A system and method for providing a classification suggestion for concepts is provided. A corpus of concepts including reference concepts each associated with a classification and uncoded concepts are maintained. A cluster of uncoded concepts and reference concepts is provided. A neighborhood of reference concepts in the cluster is determined for at least one of the uncoded concepts. A classification of the neighborhood is determined using a classifier. The classification of the neighborhood is suggested as a classification for the at least one uncoded concept.
Legal claims defining the scope of protection. Each claim is shown in both the original legal language and a plain English translation.

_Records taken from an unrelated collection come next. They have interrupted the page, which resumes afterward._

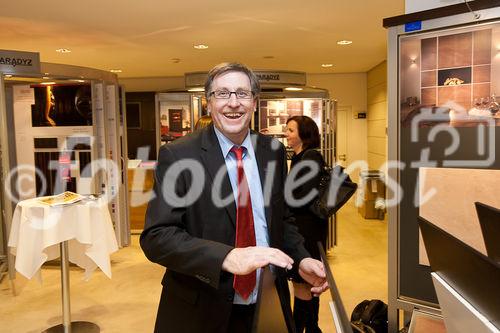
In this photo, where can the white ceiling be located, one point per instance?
(143, 37)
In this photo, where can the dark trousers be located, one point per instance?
(241, 319)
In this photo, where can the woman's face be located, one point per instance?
(292, 136)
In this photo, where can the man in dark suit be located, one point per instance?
(219, 215)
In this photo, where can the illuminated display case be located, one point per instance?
(443, 82)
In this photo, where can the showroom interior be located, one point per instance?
(391, 85)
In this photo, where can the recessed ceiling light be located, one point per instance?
(196, 89)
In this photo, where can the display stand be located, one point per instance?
(422, 49)
(67, 325)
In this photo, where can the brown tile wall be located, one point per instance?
(455, 50)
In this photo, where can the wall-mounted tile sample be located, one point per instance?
(480, 90)
(429, 53)
(428, 96)
(428, 79)
(451, 207)
(481, 73)
(458, 94)
(455, 50)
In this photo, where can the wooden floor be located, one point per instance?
(128, 301)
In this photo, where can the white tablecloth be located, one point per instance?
(37, 229)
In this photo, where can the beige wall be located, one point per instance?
(377, 115)
(348, 89)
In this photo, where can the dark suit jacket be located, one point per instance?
(192, 239)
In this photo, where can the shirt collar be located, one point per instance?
(226, 144)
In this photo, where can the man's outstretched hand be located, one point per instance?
(313, 272)
(244, 260)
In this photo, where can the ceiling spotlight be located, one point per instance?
(344, 42)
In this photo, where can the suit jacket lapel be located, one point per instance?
(263, 157)
(213, 159)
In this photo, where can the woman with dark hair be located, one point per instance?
(303, 137)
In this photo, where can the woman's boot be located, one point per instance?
(301, 311)
(312, 323)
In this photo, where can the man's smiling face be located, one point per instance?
(232, 116)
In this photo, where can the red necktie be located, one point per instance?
(245, 233)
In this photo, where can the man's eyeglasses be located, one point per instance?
(226, 94)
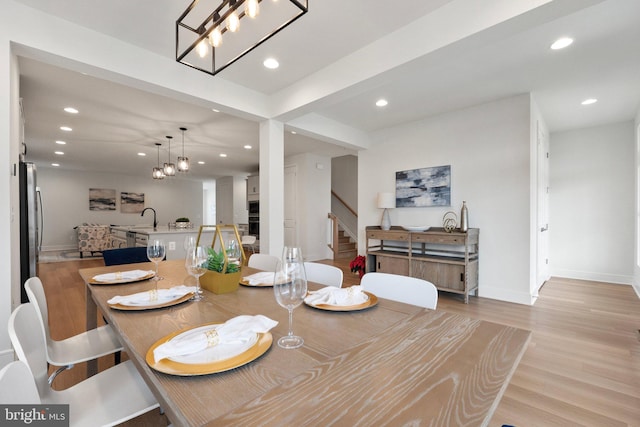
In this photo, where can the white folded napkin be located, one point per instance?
(331, 295)
(122, 275)
(262, 278)
(153, 296)
(236, 330)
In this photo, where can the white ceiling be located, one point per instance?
(511, 58)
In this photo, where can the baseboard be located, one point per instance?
(507, 295)
(593, 276)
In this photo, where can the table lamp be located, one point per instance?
(386, 201)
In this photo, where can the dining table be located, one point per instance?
(388, 363)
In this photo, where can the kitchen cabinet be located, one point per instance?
(449, 260)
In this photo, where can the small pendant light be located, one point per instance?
(169, 168)
(183, 162)
(157, 171)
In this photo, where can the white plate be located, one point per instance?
(216, 353)
(415, 227)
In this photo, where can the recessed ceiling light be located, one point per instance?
(561, 43)
(271, 63)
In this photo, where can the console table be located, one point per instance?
(449, 260)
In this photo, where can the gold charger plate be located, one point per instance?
(172, 367)
(152, 306)
(121, 281)
(260, 285)
(373, 300)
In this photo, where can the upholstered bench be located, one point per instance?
(93, 238)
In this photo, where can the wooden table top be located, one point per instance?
(390, 364)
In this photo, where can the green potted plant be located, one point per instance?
(221, 276)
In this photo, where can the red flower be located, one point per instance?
(358, 265)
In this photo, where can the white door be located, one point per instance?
(224, 202)
(543, 209)
(290, 203)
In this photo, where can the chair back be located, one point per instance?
(263, 262)
(410, 290)
(25, 332)
(17, 385)
(35, 293)
(125, 255)
(324, 274)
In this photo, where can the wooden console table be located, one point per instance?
(448, 260)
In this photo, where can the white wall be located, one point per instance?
(313, 172)
(488, 148)
(344, 179)
(65, 199)
(591, 217)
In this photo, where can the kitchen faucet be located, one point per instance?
(155, 222)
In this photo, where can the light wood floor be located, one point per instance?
(582, 367)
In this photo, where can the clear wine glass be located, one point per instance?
(290, 289)
(156, 252)
(196, 265)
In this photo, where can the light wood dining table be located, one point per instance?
(390, 364)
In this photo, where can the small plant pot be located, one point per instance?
(220, 283)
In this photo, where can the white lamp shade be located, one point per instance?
(386, 200)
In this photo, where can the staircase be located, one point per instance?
(346, 247)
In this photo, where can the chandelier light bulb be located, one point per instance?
(202, 49)
(253, 8)
(215, 38)
(233, 23)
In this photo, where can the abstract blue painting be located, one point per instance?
(424, 187)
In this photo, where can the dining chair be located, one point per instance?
(125, 255)
(110, 397)
(323, 274)
(263, 262)
(410, 290)
(249, 241)
(79, 348)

1. A method for providing a classification suggestion for concepts, comprising the steps of: maintaining a corpus of reference concepts, each associated with a classification; obtaining uncoded concepts, each comprising a collection of one or more nouns and noun phrases with a common semantic meaning that are extracted from one or more documents; generating a cluster of the uncoded concepts and at least one of the reference concepts; determining a neighborhood of one or more reference concepts in the cluster for at least one of the uncoded concepts; determining a classification for the neighborhood of the reference concepts using a classifier; suggesting the classification of the neighborhood as a classification for the at least one uncoded concept; receiving a classification code for the at least one uncoded concept from a reviewer; identifying a discordance between the received classification code for the at least one uncoded concept and the suggested classification code for the at least one uncoded concept when the received classification code is different from the suggested classification code; assigning an identifier to each of the received classification code and the suggested classification code; and displaying the at least one uncoded concept with the identifier for the received classification code and the identifier for the suggested classification code, wherein the steps are performed by a suitably programmed computer.

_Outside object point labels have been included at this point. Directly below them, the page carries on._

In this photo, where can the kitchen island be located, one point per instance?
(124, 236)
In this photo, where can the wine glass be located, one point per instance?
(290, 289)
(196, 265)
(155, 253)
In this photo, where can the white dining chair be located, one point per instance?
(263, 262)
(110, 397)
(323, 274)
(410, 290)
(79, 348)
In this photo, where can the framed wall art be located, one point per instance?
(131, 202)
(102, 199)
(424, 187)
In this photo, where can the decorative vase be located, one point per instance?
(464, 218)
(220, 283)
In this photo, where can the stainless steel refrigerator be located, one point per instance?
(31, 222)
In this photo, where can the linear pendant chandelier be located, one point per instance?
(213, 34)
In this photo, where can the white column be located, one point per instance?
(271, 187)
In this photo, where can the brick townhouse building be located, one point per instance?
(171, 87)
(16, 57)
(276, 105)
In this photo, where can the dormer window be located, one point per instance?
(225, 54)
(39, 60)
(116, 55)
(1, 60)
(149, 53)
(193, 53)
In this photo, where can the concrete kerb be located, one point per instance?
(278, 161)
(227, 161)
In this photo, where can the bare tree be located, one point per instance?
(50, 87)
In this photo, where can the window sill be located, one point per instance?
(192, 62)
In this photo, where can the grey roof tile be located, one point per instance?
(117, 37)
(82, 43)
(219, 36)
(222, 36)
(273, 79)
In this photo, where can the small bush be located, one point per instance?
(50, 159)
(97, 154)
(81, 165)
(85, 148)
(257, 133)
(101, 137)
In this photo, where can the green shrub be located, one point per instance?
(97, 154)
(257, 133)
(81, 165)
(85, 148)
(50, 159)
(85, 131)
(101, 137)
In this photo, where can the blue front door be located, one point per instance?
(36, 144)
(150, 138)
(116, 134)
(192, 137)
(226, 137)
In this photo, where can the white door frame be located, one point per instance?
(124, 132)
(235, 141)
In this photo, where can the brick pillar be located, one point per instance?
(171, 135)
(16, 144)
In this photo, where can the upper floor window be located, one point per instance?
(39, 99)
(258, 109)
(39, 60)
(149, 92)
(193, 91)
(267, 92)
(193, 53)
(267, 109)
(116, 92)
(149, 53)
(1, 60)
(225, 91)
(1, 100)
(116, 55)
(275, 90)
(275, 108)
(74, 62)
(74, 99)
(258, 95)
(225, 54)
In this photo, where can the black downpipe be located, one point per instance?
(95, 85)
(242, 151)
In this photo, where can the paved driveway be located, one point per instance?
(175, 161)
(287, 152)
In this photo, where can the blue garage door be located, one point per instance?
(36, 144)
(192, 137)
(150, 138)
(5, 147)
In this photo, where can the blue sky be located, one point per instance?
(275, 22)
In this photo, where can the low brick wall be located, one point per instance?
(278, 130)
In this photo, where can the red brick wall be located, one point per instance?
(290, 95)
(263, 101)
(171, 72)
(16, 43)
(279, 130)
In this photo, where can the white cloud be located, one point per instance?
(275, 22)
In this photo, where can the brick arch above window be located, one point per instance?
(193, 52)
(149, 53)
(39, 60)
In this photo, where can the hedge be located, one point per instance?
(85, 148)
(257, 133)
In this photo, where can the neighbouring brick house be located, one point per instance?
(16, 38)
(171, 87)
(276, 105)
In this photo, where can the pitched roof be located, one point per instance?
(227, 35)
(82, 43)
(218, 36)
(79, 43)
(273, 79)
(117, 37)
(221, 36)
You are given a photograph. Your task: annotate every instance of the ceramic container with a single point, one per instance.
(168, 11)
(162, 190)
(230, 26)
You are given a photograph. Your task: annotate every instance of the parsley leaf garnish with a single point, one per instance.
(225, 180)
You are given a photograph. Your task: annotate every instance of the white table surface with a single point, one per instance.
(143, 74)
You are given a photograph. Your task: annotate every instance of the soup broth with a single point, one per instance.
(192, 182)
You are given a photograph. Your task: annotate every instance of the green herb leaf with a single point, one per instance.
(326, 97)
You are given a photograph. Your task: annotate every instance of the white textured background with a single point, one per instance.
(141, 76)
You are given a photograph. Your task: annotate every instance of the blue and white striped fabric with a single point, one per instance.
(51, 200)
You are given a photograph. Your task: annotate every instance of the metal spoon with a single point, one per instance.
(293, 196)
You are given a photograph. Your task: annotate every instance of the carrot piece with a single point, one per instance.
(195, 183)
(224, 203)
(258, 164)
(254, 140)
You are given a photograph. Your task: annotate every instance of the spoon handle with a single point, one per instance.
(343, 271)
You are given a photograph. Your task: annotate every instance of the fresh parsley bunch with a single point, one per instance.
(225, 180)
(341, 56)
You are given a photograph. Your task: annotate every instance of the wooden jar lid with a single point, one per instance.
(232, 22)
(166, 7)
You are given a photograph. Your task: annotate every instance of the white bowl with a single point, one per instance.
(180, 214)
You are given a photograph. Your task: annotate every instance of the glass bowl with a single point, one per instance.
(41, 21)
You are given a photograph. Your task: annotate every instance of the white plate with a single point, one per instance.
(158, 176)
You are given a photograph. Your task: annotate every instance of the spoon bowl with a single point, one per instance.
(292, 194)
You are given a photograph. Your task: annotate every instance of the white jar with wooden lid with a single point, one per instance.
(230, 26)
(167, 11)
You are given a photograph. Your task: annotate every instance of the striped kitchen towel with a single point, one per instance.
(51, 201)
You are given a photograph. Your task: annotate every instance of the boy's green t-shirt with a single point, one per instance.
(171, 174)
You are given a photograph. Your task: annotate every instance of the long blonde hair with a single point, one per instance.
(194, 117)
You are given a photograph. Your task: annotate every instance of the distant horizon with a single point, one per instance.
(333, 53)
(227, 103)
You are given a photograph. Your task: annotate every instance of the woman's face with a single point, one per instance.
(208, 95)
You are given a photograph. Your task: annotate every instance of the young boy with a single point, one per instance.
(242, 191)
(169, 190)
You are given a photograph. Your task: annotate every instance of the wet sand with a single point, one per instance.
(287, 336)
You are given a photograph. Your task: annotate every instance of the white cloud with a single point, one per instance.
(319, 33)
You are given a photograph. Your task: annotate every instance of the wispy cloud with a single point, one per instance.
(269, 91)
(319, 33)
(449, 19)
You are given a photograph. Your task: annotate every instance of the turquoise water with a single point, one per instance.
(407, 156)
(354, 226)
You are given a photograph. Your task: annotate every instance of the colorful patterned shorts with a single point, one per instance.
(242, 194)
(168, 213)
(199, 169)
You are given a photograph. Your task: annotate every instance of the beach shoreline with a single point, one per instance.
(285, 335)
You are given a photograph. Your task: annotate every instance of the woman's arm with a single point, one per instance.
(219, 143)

A method, implemented on a computer, suggests classifications for text concepts extracted from documents. It maintains a database of "reference concepts" (pre-classified text snippets) and "uncoded concepts" (new text snippets needing classification, made of nouns/noun phrases). The method groups similar uncoded and reference concepts into clusters. For each uncoded concept, it finds a "neighborhood" of related reference concepts within its cluster. It then uses a classifier to determine a classification for that neighborhood of reference concepts. This neighborhood's classification is then suggested for the uncoded concept. The system records reviewer feedback, flags disagreements between suggested and reviewer-provided classifications, and displays these discrepancies with identifiers for each classification.
2. The method according to claim 1 , further comprising: applying the suggested classification to the one or more documents associated with the at least one uncoded concept concept.
The method for suggesting classifications for text concepts, as described previously, further includes automatically applying the suggested classification to the documents from which the uncoded concept was extracted. This action automatically categorizes the documents based on the suggested classification of the extracted concept.
3. The method according to claim 1 , further comprising: determining a distance metric based on the similarity of each reference concept in the neighborhood to the at least one uncoded concept; and assigning the classification of the reference concept in the neighborhood with the closest distance metric as the classification of the neighborhood.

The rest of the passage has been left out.